Я хотел сказать: «Молодец. Знаешь поэзию». Но подумал, что она и так высокого мнения о себе, и похвала такая ей не нужна.
— Почитай что-нибудь из него.— Ее темные, почти черные, большие глаза с интересом уставились на меня, но я не оплошал.
Ребята видели наш налаживающийся разговор и не мешали. Я долго читал ей стихи Есенина. Приятно было, что меня слушает такая красивая девушка. Ее брат несколько раз отпрашивался, чтобы покупаться, и мы прерывались, наблюдая за ним.
— Пойдем и мы покупаемся. Жарко,— предложила она и, приказав брату сидеть, пошла со мной в воду.
Мальчишка не проронил ни слова. «Вот это дисциплина»,— подумалось мне.
— Поплавай, я посмотрю.
Вернулся я быстро.
— У тебя на спине песок не отмылся. Повернись.
Она, прихватывая ладошкой воду, стала крепко растирать мне спину.
— Красивые и проработанные у тебя мышцы.
— Ты тоже не слабенькая! — с чувством сказал я.
Она промолчала и лишь ласково погладила мне спину, потрепала мышцы. Потом слегка прислонилась ко мне так, что мне опять захотелось поплавать, чтобы скрыть свое смущение.
— Мой сценический псевдоним — Яна. Яна Янсен. Неплохо, правда?
— Лелька! Пойдем домой, а то мама будет ругаться,— закричал ее братишка.
— Что же, пора,— сказала она с легким вздохом.
А у меня кольнуло в груди от предчувствия какой-то большой радости.
Мы быстренько оделись. Солнце плавало где-то у горизонта, и от него поперек реки уже легла слепящая глаза золотистая дорожка. Сосновый бор в предзакатные часы стоял сонным чертогом, лениво отражая рыжими стволами лучи уходящего солнца.
— Ты проводишь нас? — полуутвердительно спросила она, ласково улыбнувшись мне, как старому знакомому.
Я сглотнул невесть откуда взявшуюся слюну, на миг потеряв дар речи, и лишь отчаянно кивнул головой в знак согласия.
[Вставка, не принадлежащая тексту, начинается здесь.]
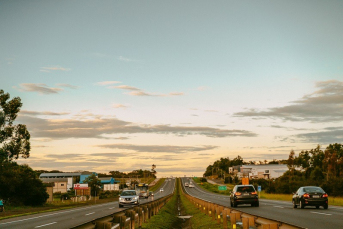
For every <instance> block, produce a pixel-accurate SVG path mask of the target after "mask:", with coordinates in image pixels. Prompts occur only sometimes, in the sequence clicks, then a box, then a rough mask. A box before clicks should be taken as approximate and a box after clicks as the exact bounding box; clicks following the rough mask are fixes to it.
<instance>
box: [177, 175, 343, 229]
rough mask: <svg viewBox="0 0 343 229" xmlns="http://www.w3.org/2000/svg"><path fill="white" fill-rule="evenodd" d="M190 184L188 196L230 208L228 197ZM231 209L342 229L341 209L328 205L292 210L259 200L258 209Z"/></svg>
mask: <svg viewBox="0 0 343 229" xmlns="http://www.w3.org/2000/svg"><path fill="white" fill-rule="evenodd" d="M186 179H188V178H182V184H183V185H184V183H185V181H186ZM192 183H193V184H194V185H195V187H194V188H188V187H185V190H186V191H187V192H188V193H189V194H190V195H192V196H195V197H198V198H200V199H203V200H206V201H210V202H212V203H216V204H220V205H224V206H227V207H230V197H229V196H225V195H221V194H215V193H211V192H208V191H206V190H204V189H202V188H200V187H199V186H198V185H197V184H195V182H192ZM329 198H330V197H329ZM230 208H231V207H230ZM233 209H237V210H238V211H242V212H246V213H248V214H253V215H257V216H261V217H265V218H269V219H274V220H279V221H282V222H287V223H290V224H293V225H296V226H300V227H304V228H309V229H317V228H318V229H329V228H330V229H331V228H334V229H336V228H343V207H336V206H330V205H329V209H327V210H324V209H323V208H322V207H321V208H319V209H316V208H315V207H305V208H304V209H299V208H296V209H294V208H293V205H292V203H291V201H289V202H287V201H274V200H265V199H260V207H251V206H250V205H239V206H238V207H236V208H233Z"/></svg>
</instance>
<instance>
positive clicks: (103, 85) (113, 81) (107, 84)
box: [96, 81, 121, 86]
mask: <svg viewBox="0 0 343 229" xmlns="http://www.w3.org/2000/svg"><path fill="white" fill-rule="evenodd" d="M118 83H121V82H120V81H102V82H97V83H96V84H97V85H101V86H107V85H112V84H118Z"/></svg>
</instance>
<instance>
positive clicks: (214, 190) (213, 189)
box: [193, 178, 233, 195]
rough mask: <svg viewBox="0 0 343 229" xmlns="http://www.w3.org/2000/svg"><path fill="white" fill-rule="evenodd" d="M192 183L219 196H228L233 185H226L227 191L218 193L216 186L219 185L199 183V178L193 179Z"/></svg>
mask: <svg viewBox="0 0 343 229" xmlns="http://www.w3.org/2000/svg"><path fill="white" fill-rule="evenodd" d="M193 180H194V182H196V183H197V184H198V185H199V186H200V187H201V188H203V189H205V190H208V191H210V192H214V193H219V194H223V195H230V194H231V191H232V189H233V185H231V184H226V187H227V190H225V191H219V190H218V186H219V185H214V184H210V183H208V182H201V181H200V179H199V178H193Z"/></svg>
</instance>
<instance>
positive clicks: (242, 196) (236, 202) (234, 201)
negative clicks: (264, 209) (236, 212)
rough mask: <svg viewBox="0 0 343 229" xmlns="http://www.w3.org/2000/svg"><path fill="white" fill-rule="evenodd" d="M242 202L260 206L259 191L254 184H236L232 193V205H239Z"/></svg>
mask: <svg viewBox="0 0 343 229" xmlns="http://www.w3.org/2000/svg"><path fill="white" fill-rule="evenodd" d="M240 204H251V206H255V207H258V206H259V205H260V203H259V200H258V195H257V192H256V190H255V188H254V186H252V185H236V186H235V187H234V188H233V190H232V193H231V195H230V205H231V207H237V205H240Z"/></svg>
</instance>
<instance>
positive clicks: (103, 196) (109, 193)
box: [99, 190, 119, 199]
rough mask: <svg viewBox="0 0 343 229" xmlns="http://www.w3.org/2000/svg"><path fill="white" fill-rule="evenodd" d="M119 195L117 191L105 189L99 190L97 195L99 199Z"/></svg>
mask: <svg viewBox="0 0 343 229" xmlns="http://www.w3.org/2000/svg"><path fill="white" fill-rule="evenodd" d="M117 196H119V191H108V190H107V191H105V192H101V193H100V195H99V199H107V198H114V197H117Z"/></svg>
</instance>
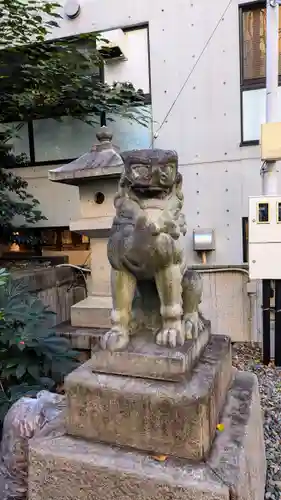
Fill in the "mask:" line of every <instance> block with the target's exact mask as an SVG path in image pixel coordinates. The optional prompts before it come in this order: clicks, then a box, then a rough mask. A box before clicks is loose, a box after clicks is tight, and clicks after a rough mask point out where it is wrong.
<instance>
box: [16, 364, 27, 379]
mask: <svg viewBox="0 0 281 500" xmlns="http://www.w3.org/2000/svg"><path fill="white" fill-rule="evenodd" d="M25 372H26V366H25V365H18V367H17V369H16V377H17V378H18V379H21V378H22V377H23V376H24V374H25Z"/></svg>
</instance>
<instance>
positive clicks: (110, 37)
mask: <svg viewBox="0 0 281 500" xmlns="http://www.w3.org/2000/svg"><path fill="white" fill-rule="evenodd" d="M126 44H127V40H126V35H125V33H124V31H123V30H121V29H116V30H111V31H105V32H104V33H101V38H100V39H99V40H97V49H98V51H99V53H100V55H101V56H102V57H103V59H104V61H105V62H106V63H110V62H115V61H125V60H126V59H127V57H126Z"/></svg>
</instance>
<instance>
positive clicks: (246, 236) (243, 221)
mask: <svg viewBox="0 0 281 500" xmlns="http://www.w3.org/2000/svg"><path fill="white" fill-rule="evenodd" d="M248 227H249V223H248V217H242V245H243V249H242V251H243V262H244V263H247V262H248V261H249V258H248V253H249V250H248V245H249V235H248Z"/></svg>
Грациозно-стройная, она подошла к брату и что-то шепнула ему на ухо. Он пошел вперед. Моих однокурсников на пляже к тому времени уже не было.
Я двигался словно лунатик, не глядя под ноги, и часто спотыкался на корнях сосен. Время от времени, что-то рассказывая, я взглядывал ей в лицо и ловил в его выражении одобрительную приветливость, а порой и восхищение. Меня это вдохновляло. В незнакомом городе все дороги длинны, но сейчас время пролетело как стрела. Мы свернули к какому-то скверику, и она остановилась, слегка дотронувшись до моей руки, тихо прошептала:
— Вот здесь, через два часа мы встретимся,— и показала на скамейку под густым кустом боярышника.— Дальше идти тебе не надо.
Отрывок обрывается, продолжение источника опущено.